We were not a bunch of rubes, like the Beverly Hillbillies. My father built a pool the summer after we moved in, but he just called it the pool – not the “cement pond” like Jethro Bodine. Before the move we frequented several Italian restaurants in West Orange and Belleville, places with no signage, where New Jersey mobsters relaxed with their families and what you ate was what the matriarch made that day – braciole, baked ziti, chicken parm, whatever. Some of the sanitation companies purchased lubricants from my father and often the wiseguys would say hello to us on their way out. “Hey Charlie, nice to see you. Lovely family.” After we moved, the nearby restaurants were a notch fancier, so my brothers and I would wear a sport coat and slacks – a tie if it was a holiday or an occasion. It was nice to be a part of it – this family era. Whatever number in the bank my father felt he had to attain before dropping $200 on nice dinners in 1981, he’d gotten there. But no matter which financial Rubicon was crossed, my parents never changed – not in the slightest. They got a larger house, and a larger Schnauzer, and that was it.

One year on my mother’s birthday, she decided she wanted the duck from The Black Swan. We sat and the sommelier with the rumpled tuxedo and the gimmicky tastevin cup on a long silver chain approached the table, as usual. Mom was the only one ordering wine – the rest of us were sipping Finlandia and tonics. She rarely would order a bottle unless someone else was in the mood for a glass, but the “expert” always pushed and tried too hard. We assumed he must have been the chef’s brother-in-law or relative – what other reason would there be to hire Lurch from The Addams Family to annoy the customers? My mother requested a glass of Pinot Grigio and gave him the hand when he attempted to slip my father the 11-pound book of pricey wines.

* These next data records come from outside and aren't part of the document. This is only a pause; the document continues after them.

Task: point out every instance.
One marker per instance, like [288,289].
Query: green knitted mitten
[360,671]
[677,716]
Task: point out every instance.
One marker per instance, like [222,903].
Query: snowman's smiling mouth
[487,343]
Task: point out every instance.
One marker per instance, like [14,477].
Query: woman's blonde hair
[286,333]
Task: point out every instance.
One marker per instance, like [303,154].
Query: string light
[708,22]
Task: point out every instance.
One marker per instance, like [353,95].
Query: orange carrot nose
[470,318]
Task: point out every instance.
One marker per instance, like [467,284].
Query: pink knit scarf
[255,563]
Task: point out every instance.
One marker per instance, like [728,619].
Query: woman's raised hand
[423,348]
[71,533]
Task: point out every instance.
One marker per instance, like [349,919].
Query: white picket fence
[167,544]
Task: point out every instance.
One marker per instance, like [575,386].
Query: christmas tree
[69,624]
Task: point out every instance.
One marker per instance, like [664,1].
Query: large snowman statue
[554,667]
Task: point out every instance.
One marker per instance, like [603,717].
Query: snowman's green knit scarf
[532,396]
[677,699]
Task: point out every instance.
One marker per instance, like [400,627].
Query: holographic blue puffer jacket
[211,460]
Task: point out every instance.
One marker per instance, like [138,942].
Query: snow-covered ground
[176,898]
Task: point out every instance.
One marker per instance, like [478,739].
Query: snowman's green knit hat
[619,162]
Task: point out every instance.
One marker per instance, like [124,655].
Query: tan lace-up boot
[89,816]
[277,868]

“Well, madame, may I ask if you already know what you will be choosing from the menu this evening?” The pressure campaign began in earnest.

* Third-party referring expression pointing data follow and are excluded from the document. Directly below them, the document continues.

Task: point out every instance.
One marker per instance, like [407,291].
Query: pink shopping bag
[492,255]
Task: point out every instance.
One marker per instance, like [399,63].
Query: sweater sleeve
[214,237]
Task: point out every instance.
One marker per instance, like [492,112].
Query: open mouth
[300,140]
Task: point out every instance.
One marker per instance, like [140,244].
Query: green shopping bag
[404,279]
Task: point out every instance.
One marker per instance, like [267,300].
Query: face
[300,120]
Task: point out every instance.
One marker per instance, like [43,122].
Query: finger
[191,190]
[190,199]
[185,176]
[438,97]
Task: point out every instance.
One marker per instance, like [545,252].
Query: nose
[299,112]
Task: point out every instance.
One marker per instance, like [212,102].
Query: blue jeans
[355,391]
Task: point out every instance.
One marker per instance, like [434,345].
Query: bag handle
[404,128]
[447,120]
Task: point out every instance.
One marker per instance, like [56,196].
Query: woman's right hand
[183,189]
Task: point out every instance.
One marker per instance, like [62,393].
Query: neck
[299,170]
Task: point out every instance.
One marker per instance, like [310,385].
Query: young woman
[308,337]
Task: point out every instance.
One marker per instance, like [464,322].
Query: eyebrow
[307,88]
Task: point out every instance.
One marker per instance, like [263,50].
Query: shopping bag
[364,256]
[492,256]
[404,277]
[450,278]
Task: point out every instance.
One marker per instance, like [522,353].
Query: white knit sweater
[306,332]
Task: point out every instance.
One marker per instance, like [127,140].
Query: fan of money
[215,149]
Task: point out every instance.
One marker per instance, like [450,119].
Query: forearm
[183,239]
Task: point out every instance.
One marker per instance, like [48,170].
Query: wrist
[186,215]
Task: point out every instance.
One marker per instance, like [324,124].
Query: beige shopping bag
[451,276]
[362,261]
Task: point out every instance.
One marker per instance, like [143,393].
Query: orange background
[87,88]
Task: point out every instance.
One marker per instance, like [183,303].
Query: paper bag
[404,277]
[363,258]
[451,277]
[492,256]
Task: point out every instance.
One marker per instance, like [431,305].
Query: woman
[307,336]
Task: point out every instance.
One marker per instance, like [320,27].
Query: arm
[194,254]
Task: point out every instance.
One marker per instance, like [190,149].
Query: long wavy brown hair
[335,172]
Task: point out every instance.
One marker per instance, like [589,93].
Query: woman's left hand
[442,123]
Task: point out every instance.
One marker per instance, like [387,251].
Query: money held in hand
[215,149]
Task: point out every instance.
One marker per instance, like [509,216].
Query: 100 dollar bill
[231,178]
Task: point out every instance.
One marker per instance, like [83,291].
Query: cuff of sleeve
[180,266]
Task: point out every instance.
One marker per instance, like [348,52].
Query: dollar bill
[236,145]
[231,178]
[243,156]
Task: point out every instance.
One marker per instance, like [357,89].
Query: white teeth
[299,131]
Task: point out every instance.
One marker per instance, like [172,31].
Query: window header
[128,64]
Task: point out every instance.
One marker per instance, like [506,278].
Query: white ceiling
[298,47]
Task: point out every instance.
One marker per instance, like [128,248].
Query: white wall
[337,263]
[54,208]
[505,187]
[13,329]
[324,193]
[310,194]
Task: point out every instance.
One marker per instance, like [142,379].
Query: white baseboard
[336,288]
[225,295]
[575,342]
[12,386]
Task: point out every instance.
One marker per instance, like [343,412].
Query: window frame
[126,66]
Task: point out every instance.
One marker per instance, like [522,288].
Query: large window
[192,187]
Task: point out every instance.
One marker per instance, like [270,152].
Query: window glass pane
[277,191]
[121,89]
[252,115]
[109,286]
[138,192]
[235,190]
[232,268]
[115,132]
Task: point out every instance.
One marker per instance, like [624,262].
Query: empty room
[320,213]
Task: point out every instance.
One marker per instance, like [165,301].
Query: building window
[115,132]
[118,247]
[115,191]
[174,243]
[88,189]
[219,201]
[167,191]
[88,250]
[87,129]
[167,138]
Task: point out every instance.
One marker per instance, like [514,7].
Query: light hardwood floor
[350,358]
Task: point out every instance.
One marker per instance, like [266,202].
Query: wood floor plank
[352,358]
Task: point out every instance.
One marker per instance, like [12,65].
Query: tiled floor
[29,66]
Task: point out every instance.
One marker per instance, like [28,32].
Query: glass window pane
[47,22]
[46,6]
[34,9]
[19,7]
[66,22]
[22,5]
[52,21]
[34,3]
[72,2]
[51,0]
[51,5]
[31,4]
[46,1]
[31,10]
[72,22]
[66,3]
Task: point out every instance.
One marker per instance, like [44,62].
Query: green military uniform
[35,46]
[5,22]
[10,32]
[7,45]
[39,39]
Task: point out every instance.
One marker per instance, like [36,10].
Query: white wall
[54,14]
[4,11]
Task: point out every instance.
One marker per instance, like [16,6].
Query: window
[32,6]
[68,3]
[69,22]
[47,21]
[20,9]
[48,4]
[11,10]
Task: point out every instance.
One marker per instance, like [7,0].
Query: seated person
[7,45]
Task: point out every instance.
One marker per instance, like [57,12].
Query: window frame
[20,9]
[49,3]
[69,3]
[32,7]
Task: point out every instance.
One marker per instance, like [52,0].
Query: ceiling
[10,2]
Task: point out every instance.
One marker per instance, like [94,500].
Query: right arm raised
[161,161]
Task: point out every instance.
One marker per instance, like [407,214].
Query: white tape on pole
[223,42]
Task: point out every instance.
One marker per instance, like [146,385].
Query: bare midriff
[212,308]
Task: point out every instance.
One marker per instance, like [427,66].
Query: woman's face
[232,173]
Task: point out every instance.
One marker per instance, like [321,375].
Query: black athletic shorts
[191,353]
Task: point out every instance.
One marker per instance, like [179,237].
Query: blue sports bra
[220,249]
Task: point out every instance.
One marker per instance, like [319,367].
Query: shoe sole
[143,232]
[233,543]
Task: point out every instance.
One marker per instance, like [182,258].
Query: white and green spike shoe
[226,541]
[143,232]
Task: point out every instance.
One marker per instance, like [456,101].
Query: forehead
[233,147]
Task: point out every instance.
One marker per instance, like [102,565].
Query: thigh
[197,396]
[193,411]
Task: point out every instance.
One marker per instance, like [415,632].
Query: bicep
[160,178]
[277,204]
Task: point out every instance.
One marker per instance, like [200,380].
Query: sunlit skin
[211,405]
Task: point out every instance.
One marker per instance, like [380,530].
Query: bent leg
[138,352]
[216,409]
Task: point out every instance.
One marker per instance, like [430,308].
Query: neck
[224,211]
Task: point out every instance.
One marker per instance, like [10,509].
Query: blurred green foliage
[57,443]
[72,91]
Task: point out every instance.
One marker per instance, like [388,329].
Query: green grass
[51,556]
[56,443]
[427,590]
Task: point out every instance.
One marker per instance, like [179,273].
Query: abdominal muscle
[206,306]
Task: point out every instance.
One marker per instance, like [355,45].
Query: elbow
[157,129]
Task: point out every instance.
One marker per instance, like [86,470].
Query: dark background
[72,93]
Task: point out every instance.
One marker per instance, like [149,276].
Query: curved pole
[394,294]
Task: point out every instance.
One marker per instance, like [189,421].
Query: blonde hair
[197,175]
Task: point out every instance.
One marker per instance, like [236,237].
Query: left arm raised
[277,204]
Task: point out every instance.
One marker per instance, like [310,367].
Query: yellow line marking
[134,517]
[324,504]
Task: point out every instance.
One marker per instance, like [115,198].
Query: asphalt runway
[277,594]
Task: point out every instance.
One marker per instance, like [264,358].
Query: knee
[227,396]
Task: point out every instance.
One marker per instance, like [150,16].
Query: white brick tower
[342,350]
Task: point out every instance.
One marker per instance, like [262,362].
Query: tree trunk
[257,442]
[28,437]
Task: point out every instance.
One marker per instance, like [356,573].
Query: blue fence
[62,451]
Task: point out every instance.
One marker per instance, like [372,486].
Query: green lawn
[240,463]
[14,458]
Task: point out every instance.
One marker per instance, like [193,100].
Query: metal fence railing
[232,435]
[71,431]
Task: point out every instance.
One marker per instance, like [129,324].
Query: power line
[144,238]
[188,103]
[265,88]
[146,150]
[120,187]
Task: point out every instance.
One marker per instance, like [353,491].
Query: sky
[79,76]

“I am having the duck – it was so good last time,” Mom said enthusiastically.

He replied dismissively, as if scolding a child. “Well, there’s nothing by the glass that will pair with that, so let me suggest the…”

At this point she lost patience with the entire process, because it was always like this. Sweet as pie, with a sparkle in her eye, she turned away from the interloper and asked, “Guys, if we give him $10 will he just go away?” The neighboring tables quietly tuned in; my brothers and I grinned. Incredibly, despite the joke loaded with blunt truth, he spoke even more condescendingly to her, like a dog with a bone.

“Madame, I simply think you would be much happier if I could suggest…”

“I have an idea!” Mom exclaimed with extra vinegar, halting the intrusion instantly. “Charles, for my birthday, how about we buy this place, fire the staff, and burn it down?” This was the precise moment I learned that vodka and tonic burns when you cough it into your sinuses; it was either that or release it in a full spray like one of The Three Stooges. My father started a seismic belly laugh that shook the silverware around the table, his cheeks turning red. My younger brother Drew turned his head toward the sommelier and said the only thing left to be said: “Bye.”

Growing up on a farm, you always had enough to eat – and you learned not to take any guff from anybody. And being born on the 4th of July, there would always be fireworks on your birthday. I miss you Mom and I love you – today and every day.